London’s West End has set new records two years running.

Paris and Munich saw sharp rent spikes in 2024 and 2025.

Dublin, once the poster child for post-financial-crisis office bargains, now commands headline rents of around €673 per sqm per year for its best city-centre space, according to CBRE [3].

Malta isn't on that list. It’s a Mediterranean hub that probably deserves more attention than it gets. Mostly since its offering high-spec, tech-ready infrastructure without the eye-watering price tags found in the major capitals.

What the numbers show in 2026

To put Malta in proper context, it helps to look at the full European picture. The table below uses data from Savills, CBRE and BNP Paribas Real Estate to compare approximate prime office rents across the markets most relevant to international businesses considering a European base:

Market

Approx. Prime Rent (€/sqm/yr)

Typical Lease

Key Source

London West End

€1,400 – €1,900+

5–10 yrs

Savills, 2025 [1]

Paris CBD

€800 – €1,000

3–9 yrs

CBRE Europe, 2025 [2]

Dublin City Centre

€450 – €750

5–10 yrs

CBRE Ireland Q2 2024 [3]

Amsterdam

€350 – €600

3–7 yrs

BNP Paribas / CBRE [4]

Lisbon

€250 – €360

3–5 yrs

BNP Paribas RE [4]

Warsaw

€240 – €300

3–5 yrs

BNP Paribas RE [4]

Malta – Sliema / St Julian's

€230 – €450

2–5 yrs

OfficeSpace.rent [5]

Malta – Mriehel / Suburban

€180 – €350

2–5 yrs

OfficeSpace.rent [5]

A few things stand out immediately. First, the gap between London and everywhere else is enormous. A prime West End office now costs somewhere in the region of five to six times what you'd pay in Malta's Sliema or St Julian's for an equivalent-quality space. Second, Malta sits in the same broad price bracket as Lisbon, but unlike Lisbon, English is an official language. This matters enormously for international businesses hiring across borders.

Grade-A space exists in Malta now. However, it just costs considerably less than Grade-A space anywhere in Western Europe.Grade-A space exists in Malta now. However, it just costs considerably less than Grade-A space anywhere in Western Europe.

Third and perhaps most importantly for growing companies: Malta's suburban and business-park options, particularly around the Mrieħel Central Business District start from as little as €180 per sqm annually. For a 300 sqm office, that's a total annual rent of €54,000. The equivalent footprint in Dublin's city centre would cost in the region of €180,000.

It's not just the rent

Rent is only part of the story. The total cost of running a European operation includes tax, payroll, compliance and the time it takes to get established. On all of those measures, Malta makes a reasonable case for itself.

Malta's corporate tax system operates on a refundable credit model that can reduce the effective rate to as low as 5% for qualifying shareholders. This compared to 25% in Ireland, 25.8% in the Netherlands and 19% in Poland [6]. For companies that are genuinely trying to reduce their European cost base, the tax picture matters as much as the lease.

The workforce is another consideration that doesn't get enough attention. Malta has one of the highest rates of English fluency in continental Europe. The language has official status alongside Maltese, which removes a significant barrier for companies relocating from the UK or hiring internationally. The island also has a well-established community of professionals in legal, accounting and compliance services. Largely built around the needs of the iGaming and financial services industries that have been based here for two decades.

iGaming put Malta on the map and financial services kept it there

The iGaming sector was the first wave. Malta spotted the opportunity early, the Malta Gaming Authority (MGA) built a credible regulatory framework, and by the mid-2000s the island had become the default European base for online gaming operators. According to the NSO, the gaming industry and related software sector now together contribute over 15% of Malta's gross value added. A figure that has grown at an average of 16-17% annually since 1995 [7].

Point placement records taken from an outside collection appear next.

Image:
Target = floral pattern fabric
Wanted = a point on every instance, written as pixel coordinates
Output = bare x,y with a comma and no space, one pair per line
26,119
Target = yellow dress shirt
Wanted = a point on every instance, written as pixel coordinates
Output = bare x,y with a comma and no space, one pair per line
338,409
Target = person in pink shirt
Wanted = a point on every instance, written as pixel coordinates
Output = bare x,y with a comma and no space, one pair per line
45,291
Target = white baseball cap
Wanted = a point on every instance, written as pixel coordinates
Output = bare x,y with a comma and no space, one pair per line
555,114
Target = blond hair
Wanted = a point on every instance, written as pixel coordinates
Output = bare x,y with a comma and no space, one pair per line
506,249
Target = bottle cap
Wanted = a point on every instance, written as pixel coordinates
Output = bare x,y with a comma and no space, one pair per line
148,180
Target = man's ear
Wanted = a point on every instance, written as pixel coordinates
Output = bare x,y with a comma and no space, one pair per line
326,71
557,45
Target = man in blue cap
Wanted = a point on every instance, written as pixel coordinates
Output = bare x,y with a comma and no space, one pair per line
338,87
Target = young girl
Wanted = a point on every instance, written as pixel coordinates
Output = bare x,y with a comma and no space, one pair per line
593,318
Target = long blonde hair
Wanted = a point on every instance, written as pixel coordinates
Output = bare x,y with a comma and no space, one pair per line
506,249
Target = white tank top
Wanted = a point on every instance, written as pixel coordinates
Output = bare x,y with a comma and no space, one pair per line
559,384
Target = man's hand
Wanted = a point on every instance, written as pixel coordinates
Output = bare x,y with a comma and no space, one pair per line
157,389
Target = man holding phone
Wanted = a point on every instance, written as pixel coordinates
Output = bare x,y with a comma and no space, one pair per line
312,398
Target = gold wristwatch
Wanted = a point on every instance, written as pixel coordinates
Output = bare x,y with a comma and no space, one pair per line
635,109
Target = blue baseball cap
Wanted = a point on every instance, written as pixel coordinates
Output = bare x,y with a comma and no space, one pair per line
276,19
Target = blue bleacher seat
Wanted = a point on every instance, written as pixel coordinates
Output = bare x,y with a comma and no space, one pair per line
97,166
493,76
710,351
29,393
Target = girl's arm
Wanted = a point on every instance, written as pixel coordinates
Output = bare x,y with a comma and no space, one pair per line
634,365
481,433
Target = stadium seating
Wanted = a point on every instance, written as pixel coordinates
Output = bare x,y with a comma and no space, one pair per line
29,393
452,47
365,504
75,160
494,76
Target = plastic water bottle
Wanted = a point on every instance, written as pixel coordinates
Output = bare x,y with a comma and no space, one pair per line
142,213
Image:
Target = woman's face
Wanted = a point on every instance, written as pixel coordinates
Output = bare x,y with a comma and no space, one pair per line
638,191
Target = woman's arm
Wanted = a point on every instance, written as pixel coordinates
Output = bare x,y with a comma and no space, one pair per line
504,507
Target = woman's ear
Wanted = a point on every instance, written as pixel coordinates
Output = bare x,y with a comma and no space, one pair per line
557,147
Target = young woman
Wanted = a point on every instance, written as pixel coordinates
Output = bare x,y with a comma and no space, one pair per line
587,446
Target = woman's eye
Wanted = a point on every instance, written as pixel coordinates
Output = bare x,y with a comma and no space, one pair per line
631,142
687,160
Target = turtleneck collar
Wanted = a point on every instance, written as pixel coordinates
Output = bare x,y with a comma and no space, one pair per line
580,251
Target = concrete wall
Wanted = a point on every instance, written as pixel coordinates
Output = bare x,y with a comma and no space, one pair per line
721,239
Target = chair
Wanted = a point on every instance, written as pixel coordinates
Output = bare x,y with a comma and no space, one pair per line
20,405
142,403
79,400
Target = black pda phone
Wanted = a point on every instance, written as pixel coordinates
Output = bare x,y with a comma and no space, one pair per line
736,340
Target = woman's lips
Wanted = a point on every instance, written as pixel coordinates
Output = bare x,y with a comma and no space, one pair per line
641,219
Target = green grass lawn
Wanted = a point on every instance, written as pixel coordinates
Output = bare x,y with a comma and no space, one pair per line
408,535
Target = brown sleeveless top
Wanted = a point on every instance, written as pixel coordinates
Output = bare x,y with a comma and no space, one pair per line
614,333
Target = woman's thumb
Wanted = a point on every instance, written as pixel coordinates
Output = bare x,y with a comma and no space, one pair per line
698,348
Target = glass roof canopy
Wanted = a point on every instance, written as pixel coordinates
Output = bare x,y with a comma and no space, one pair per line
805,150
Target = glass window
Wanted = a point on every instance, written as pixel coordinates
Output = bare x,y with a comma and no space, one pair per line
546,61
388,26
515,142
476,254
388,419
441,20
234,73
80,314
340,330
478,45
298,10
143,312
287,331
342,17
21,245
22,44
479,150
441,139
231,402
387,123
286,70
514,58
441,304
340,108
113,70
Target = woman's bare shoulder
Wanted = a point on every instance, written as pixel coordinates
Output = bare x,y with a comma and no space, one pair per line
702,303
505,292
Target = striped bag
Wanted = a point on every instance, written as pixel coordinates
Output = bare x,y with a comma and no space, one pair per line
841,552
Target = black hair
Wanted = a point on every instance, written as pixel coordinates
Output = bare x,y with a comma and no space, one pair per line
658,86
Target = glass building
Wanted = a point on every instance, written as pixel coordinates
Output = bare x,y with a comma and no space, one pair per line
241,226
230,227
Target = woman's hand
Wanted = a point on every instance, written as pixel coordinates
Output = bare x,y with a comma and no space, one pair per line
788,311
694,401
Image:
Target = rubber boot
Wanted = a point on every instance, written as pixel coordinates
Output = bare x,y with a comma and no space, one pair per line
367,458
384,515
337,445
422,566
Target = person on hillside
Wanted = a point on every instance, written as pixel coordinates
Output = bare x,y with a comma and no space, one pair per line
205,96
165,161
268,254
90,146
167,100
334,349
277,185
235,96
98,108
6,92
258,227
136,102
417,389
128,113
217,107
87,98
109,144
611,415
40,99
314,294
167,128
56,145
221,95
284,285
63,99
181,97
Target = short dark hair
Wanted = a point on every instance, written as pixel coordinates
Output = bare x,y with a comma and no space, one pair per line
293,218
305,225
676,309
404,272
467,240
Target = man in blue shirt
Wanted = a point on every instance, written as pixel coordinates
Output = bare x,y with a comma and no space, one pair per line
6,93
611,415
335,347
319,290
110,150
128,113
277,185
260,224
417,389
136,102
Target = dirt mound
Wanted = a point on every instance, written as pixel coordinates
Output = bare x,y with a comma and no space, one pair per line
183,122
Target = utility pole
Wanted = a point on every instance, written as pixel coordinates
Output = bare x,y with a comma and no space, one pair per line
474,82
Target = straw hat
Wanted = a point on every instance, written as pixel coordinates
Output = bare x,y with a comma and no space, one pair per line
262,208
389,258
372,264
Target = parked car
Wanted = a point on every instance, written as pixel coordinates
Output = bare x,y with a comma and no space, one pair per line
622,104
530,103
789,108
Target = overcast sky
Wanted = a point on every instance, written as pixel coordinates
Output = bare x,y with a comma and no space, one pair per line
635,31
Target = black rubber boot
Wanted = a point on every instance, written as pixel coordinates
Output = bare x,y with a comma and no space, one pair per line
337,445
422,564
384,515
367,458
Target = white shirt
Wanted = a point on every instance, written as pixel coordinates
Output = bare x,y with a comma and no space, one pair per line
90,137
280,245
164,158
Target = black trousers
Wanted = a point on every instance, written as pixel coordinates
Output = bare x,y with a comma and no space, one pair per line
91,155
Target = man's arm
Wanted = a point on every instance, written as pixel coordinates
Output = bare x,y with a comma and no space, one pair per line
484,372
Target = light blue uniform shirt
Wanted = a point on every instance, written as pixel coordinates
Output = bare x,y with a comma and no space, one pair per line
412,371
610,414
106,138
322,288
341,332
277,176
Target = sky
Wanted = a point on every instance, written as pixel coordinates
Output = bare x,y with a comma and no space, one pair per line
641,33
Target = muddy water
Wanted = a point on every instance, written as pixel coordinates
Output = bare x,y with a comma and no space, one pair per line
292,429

Malta has one of the highest rates of English fluency in continental Europe.Malta has one of the highest rates of English fluency in continental Europe.

The MGA's most recent annual report puts 315 active licensees on the island as of end-2024, with the average operator having been in Malta for 7.5 years [8]. These are not companies that arrived, tried the jurisdiction, and left. The average tenure for the top 100 operators by turnover which account for 60% of all MGA-licensed activity is 13 years. That's a meaningful signal about whether Malta actually delivers what it promises to international businesses.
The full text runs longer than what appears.